Posterior approaches are used in nearly all surgical procedures for intradural tumors. The techniques most commonly used are hemilaminectomy and laminectomy. In spinal surgery, there is a growing trend toward minimally invasive techniques to preserve stability and minimize muscle damage. In line with this trend, the literature suggests an increasing preference for hemilaminectomy in tumor resection (10, 39).

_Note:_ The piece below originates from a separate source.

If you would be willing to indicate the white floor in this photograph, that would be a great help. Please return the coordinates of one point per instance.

Although unilateral hemilaminectomy offers theoretical advantages such as reduced blood loss, earlier discharge, and faster recovery, cohort studies have shown no significant superiority over laminectomy in these aspects (39). In our series, protective laminectomy preserving the facet joints was the predominant approach for intradural tumors (168/226). Despite an increased kyphotic angle observed radiologically during follow-up, no patients exhibited clinical symptoms requiring reconstruction. Among the cases that underwent bilateral laminectomy, 25 of involved the junctional region. Midline bilateral laminectomies, performed while preserving the facet joints, can be considered reliable methods for tumor resection because of their extensive exposure.
Study Limitions
Our study has limitations owing to its retrospective design. First, because our cohort included only surgically treated patients, those managed conservatively were not evaluated. Secondly, some spinal tumor subtypes had small sample sizes, which may have led to discrepancies in incidence rates compared with those reported in the literature. Additionally, this study may be criticized for relying on data from a single institution, which could introduce selection bias. Another limitation is the incomplete follow-up data for some cases. Nevertheless, data obtained from a national referral center will contribute to the epidemiological and descriptive literature.
Conclusion
This study has established a comprehensive database on spinal tumors by analyzing data from 407 patients with various tumor types. The primary aim is to reveal the true prevalence of spinal neoplasms requiring surgical intervention. Although metastases constitute the majority of diagnostically identified spinal tumors, their proportion in surgical series does not markedly differ from that of other spinal pathologies.